Use the Emacs command M-x add-change to start a new entry in the change log. An entry should have an asterisk, the name of the changed file, and then in parentheses the name of the changed functions, variables or whatever, followed by a colon. Then describe the changes you made to that function or variable.
Separate unrelated entries with blank lines. When two entries represent parts of the same change, so that they work together, then don't put blank lines between them. Then you can omit the file name and the asterisk when successive entries are in the same file.
Here are some examples:
* register.el (insert-register): Return nil. (jump-to-register): Likewise. * sort.el (sort-subr): Return nil. * tex-mode.el (tex-bibtex-file, tex-file, tex-region): Restart the tex shell if process is gone or stopped. (tex-shell-running): New function. * expr.c (store_one_arg): Round size up for move_block_to_reg. (expand_call): Round up when emitting USE insns. * stmt.c (assign_parms): Round size up for move_block_from_reg.

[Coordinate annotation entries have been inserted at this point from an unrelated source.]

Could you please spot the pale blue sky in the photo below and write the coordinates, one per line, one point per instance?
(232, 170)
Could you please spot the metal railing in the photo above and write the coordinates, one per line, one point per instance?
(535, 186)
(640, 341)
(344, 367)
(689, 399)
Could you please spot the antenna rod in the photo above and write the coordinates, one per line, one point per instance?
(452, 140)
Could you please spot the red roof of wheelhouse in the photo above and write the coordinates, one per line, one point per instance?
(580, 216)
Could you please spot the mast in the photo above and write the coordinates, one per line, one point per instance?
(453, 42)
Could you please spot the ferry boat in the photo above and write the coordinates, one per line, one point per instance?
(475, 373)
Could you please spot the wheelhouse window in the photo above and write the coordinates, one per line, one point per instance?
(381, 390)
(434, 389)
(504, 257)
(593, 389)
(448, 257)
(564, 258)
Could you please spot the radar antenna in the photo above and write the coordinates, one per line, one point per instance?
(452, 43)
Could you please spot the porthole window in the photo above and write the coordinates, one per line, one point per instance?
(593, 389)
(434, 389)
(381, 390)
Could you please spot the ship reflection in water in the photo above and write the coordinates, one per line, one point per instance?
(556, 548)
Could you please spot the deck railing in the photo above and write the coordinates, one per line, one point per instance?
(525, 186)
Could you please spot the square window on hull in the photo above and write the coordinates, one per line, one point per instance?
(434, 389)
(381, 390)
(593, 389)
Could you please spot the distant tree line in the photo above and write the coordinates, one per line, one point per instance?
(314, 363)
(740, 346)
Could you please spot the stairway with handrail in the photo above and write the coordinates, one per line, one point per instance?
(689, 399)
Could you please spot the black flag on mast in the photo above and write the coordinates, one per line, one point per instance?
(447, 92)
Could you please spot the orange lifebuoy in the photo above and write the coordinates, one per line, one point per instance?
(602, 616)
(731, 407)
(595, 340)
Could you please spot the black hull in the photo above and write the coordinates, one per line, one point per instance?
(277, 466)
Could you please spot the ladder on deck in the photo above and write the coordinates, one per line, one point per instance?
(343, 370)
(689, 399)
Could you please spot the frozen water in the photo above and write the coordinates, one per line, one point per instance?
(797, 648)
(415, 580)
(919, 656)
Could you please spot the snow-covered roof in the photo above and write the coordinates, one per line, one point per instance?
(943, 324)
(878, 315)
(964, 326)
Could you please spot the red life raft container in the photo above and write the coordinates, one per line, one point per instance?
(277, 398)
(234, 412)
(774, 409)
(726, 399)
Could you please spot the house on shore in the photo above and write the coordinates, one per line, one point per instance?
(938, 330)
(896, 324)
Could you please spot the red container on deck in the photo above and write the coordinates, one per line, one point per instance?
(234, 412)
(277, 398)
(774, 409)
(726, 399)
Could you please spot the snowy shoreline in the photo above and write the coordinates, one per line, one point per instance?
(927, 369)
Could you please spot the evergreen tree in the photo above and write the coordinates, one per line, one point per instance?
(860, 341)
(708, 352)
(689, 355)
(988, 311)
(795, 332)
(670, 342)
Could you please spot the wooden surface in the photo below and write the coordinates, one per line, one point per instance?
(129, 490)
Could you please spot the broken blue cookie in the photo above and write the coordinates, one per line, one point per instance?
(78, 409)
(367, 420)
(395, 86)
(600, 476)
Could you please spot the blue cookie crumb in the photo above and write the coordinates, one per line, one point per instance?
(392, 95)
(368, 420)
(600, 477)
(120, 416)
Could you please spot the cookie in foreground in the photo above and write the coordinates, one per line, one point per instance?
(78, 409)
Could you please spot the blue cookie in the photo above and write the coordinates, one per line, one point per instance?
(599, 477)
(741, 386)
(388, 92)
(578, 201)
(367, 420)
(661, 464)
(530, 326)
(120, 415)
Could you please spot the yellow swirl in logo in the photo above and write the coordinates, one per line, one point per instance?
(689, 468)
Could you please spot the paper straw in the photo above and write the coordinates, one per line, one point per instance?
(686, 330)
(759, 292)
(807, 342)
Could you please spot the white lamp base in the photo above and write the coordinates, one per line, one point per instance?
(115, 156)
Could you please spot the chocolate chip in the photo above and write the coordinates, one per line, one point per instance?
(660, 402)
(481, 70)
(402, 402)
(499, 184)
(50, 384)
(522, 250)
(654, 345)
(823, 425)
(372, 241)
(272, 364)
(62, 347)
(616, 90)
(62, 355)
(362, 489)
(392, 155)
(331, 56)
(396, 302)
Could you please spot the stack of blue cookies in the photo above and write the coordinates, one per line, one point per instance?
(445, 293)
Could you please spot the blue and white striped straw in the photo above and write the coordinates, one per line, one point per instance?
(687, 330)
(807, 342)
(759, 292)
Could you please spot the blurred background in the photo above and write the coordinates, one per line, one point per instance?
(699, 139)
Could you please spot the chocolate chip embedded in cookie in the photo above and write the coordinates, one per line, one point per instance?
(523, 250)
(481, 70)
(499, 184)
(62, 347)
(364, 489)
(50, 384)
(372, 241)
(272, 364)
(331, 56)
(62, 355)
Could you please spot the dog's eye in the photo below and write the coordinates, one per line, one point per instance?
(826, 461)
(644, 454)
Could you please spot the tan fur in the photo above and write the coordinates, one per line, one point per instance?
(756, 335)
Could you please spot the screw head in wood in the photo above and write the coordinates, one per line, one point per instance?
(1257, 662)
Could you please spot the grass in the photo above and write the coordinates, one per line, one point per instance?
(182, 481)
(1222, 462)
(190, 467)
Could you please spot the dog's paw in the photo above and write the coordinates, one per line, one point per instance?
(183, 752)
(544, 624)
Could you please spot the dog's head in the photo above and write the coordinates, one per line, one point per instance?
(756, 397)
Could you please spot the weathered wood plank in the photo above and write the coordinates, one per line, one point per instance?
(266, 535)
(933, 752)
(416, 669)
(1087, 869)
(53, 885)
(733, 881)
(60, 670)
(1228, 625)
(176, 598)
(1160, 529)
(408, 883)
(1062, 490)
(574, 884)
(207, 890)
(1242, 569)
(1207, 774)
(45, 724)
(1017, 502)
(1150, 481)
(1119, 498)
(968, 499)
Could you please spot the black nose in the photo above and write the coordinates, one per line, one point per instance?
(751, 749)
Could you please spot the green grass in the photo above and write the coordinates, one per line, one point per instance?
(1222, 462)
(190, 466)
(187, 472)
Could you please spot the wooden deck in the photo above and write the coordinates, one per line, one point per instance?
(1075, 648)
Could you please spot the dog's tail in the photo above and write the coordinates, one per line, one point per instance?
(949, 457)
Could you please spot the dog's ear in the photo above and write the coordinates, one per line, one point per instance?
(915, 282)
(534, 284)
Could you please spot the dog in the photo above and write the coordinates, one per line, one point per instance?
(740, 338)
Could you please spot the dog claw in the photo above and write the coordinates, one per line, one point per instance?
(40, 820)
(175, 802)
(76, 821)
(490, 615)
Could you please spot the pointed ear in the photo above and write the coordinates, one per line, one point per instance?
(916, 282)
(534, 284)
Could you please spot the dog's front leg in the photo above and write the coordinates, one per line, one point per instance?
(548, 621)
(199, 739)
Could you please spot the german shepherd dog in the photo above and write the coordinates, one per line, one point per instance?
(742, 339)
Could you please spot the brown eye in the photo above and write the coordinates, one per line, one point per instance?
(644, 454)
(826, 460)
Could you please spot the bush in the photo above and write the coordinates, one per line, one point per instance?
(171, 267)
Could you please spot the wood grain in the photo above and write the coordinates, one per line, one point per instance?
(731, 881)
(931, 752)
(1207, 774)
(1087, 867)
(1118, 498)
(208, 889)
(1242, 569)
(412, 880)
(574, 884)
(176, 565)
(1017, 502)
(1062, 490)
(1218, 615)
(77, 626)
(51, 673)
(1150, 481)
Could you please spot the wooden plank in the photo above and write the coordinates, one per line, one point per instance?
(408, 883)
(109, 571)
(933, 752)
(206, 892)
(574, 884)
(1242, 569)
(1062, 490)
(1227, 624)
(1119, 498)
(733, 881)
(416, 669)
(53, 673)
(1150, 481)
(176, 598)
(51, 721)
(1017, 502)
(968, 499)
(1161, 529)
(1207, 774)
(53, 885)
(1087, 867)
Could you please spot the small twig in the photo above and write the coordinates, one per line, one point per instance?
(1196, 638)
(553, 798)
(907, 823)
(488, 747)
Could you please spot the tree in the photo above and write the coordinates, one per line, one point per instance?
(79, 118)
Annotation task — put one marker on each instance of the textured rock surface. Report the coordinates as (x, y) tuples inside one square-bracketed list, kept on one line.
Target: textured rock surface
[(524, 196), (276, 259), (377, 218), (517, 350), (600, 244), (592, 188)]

There's no need to describe here the full purpose of the changes or how they work together. It is better to put this explanation in comments in the code. That's why just "New function" is enough; there is a comment with the function in the source to explain what it does.
However, sometimes it is useful to write one line to describe the overall purpose of a large batch of changes.
You can think of the change log as a conceptual "undo list" which explains how earlier versions were different from the current version. People can see the current version; they don't need the change log to tell them what is in it. What they want from a change log is a clear explanation of how the earlier version differed.
When you change the calling sequence of a function in a simple fashion, and you change all the callers of the function, there is no need to make individual entries for all the callers. Just write in the entry for the function being called, "All callers changed."
When you change just comments or doc strings, it is enough to write an entry for the file, without mentioning the functions. Write just, "Doc fix." There's no need to keep a change log for documentation files. This is because documentation is not susceptible to bugs that are hard to fix. Documentation does not consist of parts that must interact in a precisely engineered fashion; to correct an error, you need not know the history of the erroneous passage.